To meet members’ needs, eight clinicians from other UFT departments have joined the rotation of virtual support groups. Nearly 100 school social workers and psychologists, all UFT members, are also volunteering their time outside of their daily work with students.

Puccio is adamant that any UFT member who may be struggling right now but is hesitant to seek help should reach out to MAP.

“Figuring it out on your own is not the answer. Isolating is not the answer,” she said. “That’s why the union is providing services like this to people … so that people can see that they’re not it in by themselves.”

MAP in the past month has rolled out a range of free virtual supports for union members. Some of it lives on a “Self-care during the coronavirus crisis” page, with a list of meditation apps and book recommendations — even a MAP-created podcast.

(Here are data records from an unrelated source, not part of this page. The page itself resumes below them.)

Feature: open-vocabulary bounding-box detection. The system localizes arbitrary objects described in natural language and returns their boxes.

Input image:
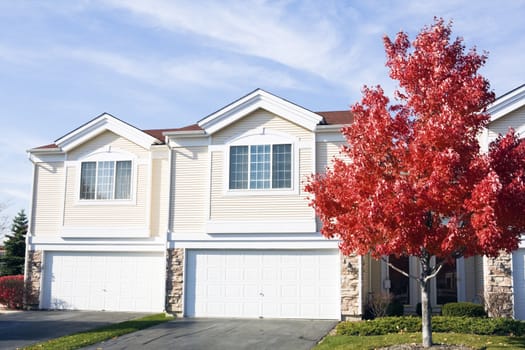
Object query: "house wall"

[63,131,151,234]
[488,106,525,143]
[170,146,209,233]
[30,162,65,236]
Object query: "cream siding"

[212,109,313,145]
[316,141,345,173]
[64,164,149,228]
[150,158,170,236]
[67,131,149,160]
[488,106,525,143]
[211,148,313,221]
[31,162,64,236]
[171,146,209,234]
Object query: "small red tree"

[306,18,525,347]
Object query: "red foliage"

[306,19,525,259]
[0,275,24,309]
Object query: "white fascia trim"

[168,233,339,249]
[55,113,158,152]
[168,135,210,148]
[487,84,525,122]
[198,89,323,135]
[28,150,66,163]
[59,227,150,238]
[28,236,166,252]
[206,219,316,234]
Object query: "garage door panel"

[42,252,164,311]
[185,250,340,319]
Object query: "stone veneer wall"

[24,251,42,309]
[483,252,514,317]
[166,248,184,316]
[341,254,362,320]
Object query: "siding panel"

[31,162,64,236]
[171,147,208,233]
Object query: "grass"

[24,314,173,350]
[314,332,525,350]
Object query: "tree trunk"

[419,280,432,348]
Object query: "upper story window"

[229,144,292,189]
[80,160,132,200]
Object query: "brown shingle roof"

[35,110,354,149]
[315,110,354,125]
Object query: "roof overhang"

[55,113,160,152]
[487,84,525,122]
[198,89,323,135]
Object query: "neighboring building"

[26,86,525,319]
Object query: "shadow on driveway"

[0,311,148,349]
[81,318,338,350]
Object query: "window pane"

[80,162,97,199]
[230,146,248,189]
[272,144,292,188]
[97,162,115,199]
[250,145,270,189]
[115,160,131,199]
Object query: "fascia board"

[198,90,323,135]
[55,114,156,152]
[487,85,525,122]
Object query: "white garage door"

[42,252,164,312]
[185,249,341,319]
[512,248,525,320]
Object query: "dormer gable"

[55,113,162,152]
[487,84,525,122]
[198,89,323,135]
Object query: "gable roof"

[487,84,525,122]
[197,89,323,135]
[52,113,161,152]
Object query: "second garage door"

[185,249,340,319]
[42,252,164,312]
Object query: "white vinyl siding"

[512,248,525,320]
[64,164,149,228]
[30,162,65,236]
[171,147,209,233]
[210,148,313,221]
[67,131,149,160]
[185,249,341,319]
[488,106,525,144]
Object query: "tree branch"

[381,257,421,282]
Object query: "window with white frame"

[80,160,132,200]
[229,144,292,190]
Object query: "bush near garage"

[0,275,24,309]
[336,316,525,336]
[441,302,487,317]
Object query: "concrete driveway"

[0,311,147,349]
[85,318,337,350]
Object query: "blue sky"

[0,0,525,234]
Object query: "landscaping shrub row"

[0,275,24,309]
[337,316,525,336]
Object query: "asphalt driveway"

[81,318,337,350]
[0,311,147,349]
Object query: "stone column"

[24,251,42,310]
[341,254,362,320]
[166,248,184,316]
[483,252,514,317]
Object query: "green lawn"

[24,314,173,350]
[315,333,525,350]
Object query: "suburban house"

[25,85,525,319]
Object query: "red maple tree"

[305,18,525,347]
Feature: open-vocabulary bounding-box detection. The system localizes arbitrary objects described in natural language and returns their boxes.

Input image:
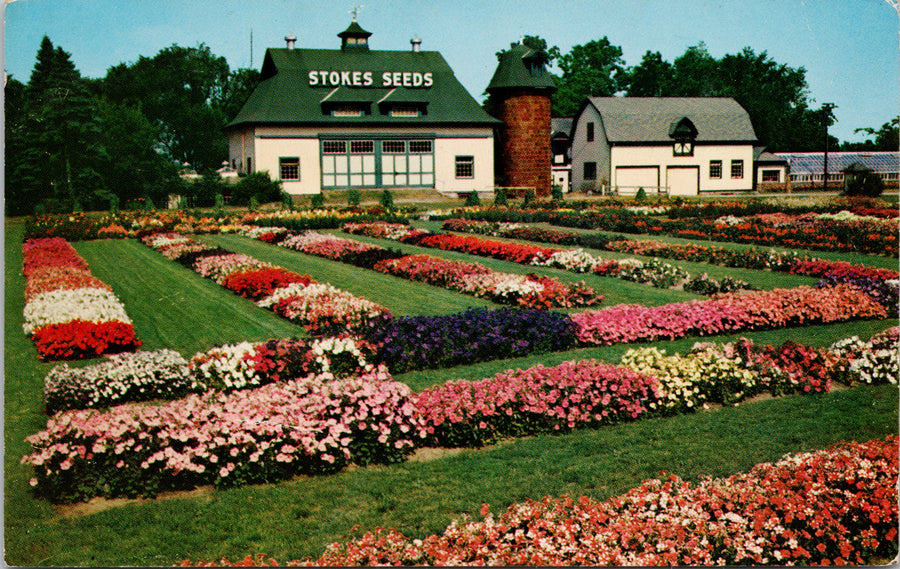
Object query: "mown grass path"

[4,216,898,566]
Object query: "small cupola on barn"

[338,6,372,51]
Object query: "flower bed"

[182,436,898,567]
[363,308,575,373]
[22,237,141,359]
[416,360,658,447]
[22,372,424,502]
[143,232,392,335]
[571,285,886,345]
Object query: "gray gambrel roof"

[582,97,756,144]
[226,48,499,128]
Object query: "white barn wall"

[612,144,753,194]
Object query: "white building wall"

[572,105,610,192]
[434,128,494,193]
[228,125,494,195]
[610,144,753,194]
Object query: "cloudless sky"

[3,0,900,141]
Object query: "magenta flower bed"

[416,360,659,447]
[571,285,887,345]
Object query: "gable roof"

[226,48,499,128]
[579,97,757,144]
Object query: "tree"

[16,36,100,211]
[841,117,900,152]
[550,36,626,117]
[103,44,232,170]
[624,51,675,97]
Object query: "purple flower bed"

[363,308,576,373]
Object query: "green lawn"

[4,215,898,566]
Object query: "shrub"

[379,190,394,211]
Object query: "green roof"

[226,48,499,128]
[487,44,556,93]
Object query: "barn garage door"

[615,166,659,194]
[666,166,700,196]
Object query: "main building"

[226,19,499,195]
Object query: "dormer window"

[669,117,697,156]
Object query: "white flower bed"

[44,350,199,412]
[22,288,131,335]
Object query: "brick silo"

[487,44,556,197]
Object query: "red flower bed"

[222,267,315,300]
[32,320,141,360]
[417,234,560,265]
[181,436,898,567]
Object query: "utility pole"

[822,103,835,192]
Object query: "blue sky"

[3,0,900,144]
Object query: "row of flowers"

[444,219,900,308]
[143,233,392,335]
[195,436,898,567]
[22,237,141,360]
[444,207,898,256]
[44,336,375,414]
[571,285,887,345]
[343,220,752,295]
[22,322,898,501]
[242,224,603,308]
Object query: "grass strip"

[7,386,898,565]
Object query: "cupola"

[338,11,372,51]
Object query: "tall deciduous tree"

[551,36,625,117]
[104,44,229,169]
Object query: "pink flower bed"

[182,436,898,567]
[22,371,424,502]
[571,285,887,345]
[416,360,658,447]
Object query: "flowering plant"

[220,436,898,567]
[571,285,886,345]
[44,350,198,413]
[22,372,424,502]
[416,360,657,447]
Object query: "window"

[409,140,431,154]
[391,107,419,117]
[456,156,475,178]
[350,140,375,154]
[331,107,363,117]
[381,140,406,154]
[278,156,300,181]
[762,170,781,182]
[322,140,347,154]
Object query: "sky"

[3,0,900,141]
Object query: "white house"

[226,19,499,195]
[571,97,757,196]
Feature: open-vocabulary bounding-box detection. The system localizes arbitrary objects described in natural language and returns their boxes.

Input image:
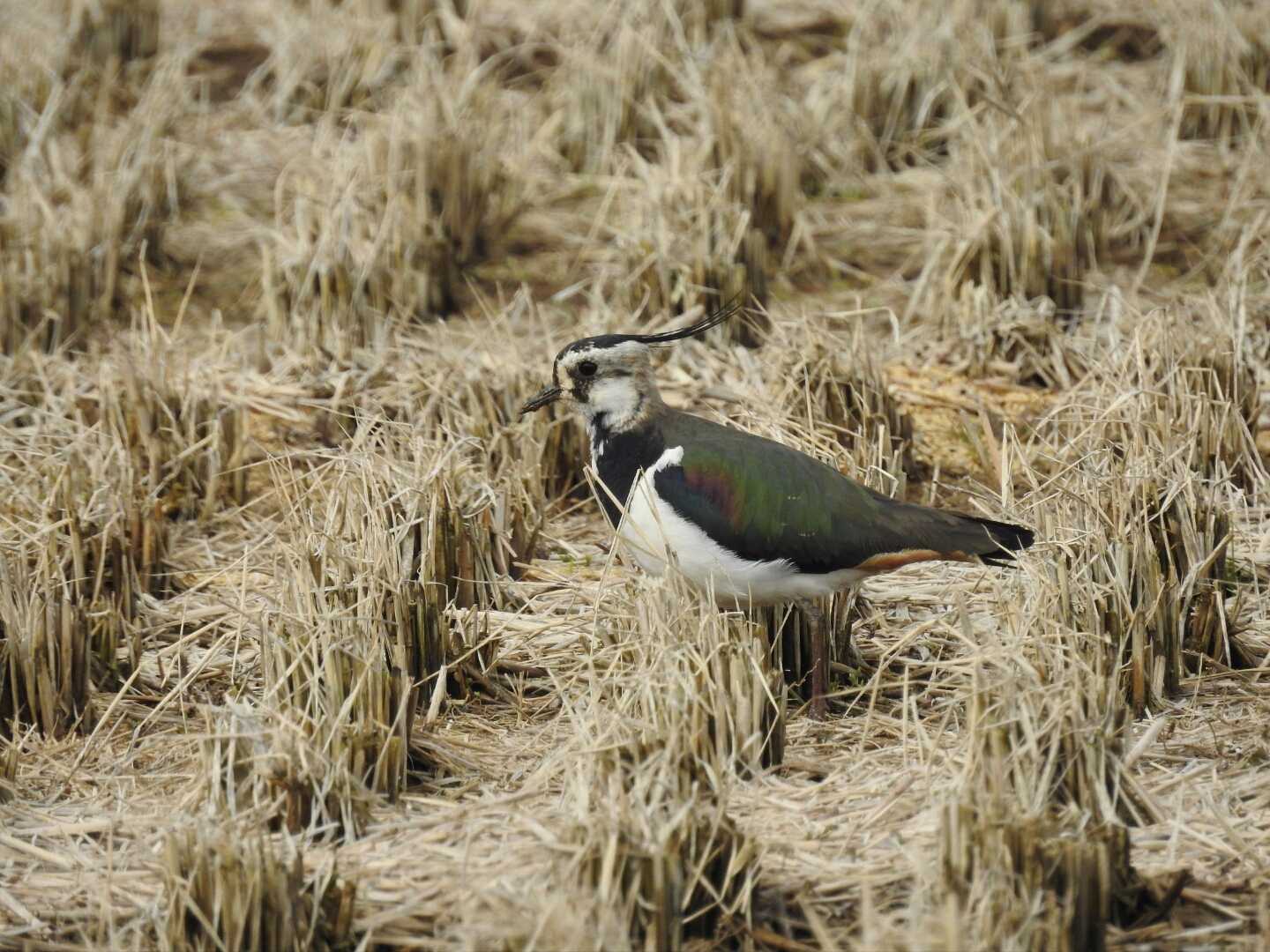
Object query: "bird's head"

[520,301,741,432]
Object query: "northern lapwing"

[520,305,1033,718]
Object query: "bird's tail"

[961,516,1035,565]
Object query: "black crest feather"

[627,294,744,344]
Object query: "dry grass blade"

[162,825,357,952]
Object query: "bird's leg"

[799,599,829,721]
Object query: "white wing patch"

[617,447,869,606]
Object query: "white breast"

[617,447,868,606]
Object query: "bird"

[520,300,1034,718]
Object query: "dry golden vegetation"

[0,0,1270,952]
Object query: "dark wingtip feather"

[975,518,1036,565]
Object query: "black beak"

[520,387,560,416]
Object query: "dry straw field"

[0,0,1270,952]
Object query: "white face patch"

[557,340,656,434]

Through the end of the academic year, MAP is also running its virtual support groups in Zoom rooms — ones that are compliant with patient confidentiality regulations, Puccio added. Virtual support groups typically have a predetermined topic for discussion; past sessions have focused on how to manage fears and anxieties, how to stay connected through social distancing and how to balance work and home life. Sessions are offered three times a day, Monday through Friday, at different times. Recently, roughly four to eight members have been signing on each time, according to MAP.

Any UFT member interested in joining these support groups can email mapinfo@uft.org.

The platform is expanding, too. In the past week, the MAP team launched a separate support group for school nurses, which is now running twice a day every day, including on the weekends. Nurses are “feeling scared, tired and frustrated,” the UFT spokesman said. “Worried about themselves, their colleagues and their families.”

Teacher resilience

Puccio knows these virtual services are “different” than being able to grieve in person. Members used to “be able to just talk to each other and hug, and just be able to maybe go out after school and have dinner together to process their grief, or go to a funeral, or go to a shiva,” she said. “That doesn’t exist now. … Processing their grief and their sadness is so layered.”

Still, she’s inspired by members’ eagerness to band together, and by their resilience. It’s not uncommon for support group participants to swap contact information so they can stay in touch, she said. Some share how they’re maintaining structure in their lives, from nutrition to at-home exercise routines. (Many teachers also congregate on these local and national Facebook groups.)

“They really have always come out [on] top, even when they’ve personally been affected by COVID,” she said. “The kids are really their top priority, and wanting to just be the best they can for them without being physically together.”

UFT President Mulgrew chimed in on this point. “There are hundreds of thousands of amazing stories” of how educators are coming through for their students despite hardship, he wrote in a statement. “An [English as a second language] teacher from Brooklyn who tracked down a missing student in Colorado and still works with him because schools there are closed and he wasn’t registered. A Queens high school teacher who regularly heads to the Post Office to mail work and materials to students who haven’t or can’t log on.

“I could go on and on.”

To commemorate members lost to coronavirus, the union has created a “UFT Honors” page where you can view pictures and read or share memories of those who died. The AFT has also created an “In Memoriam” page that it is working to update.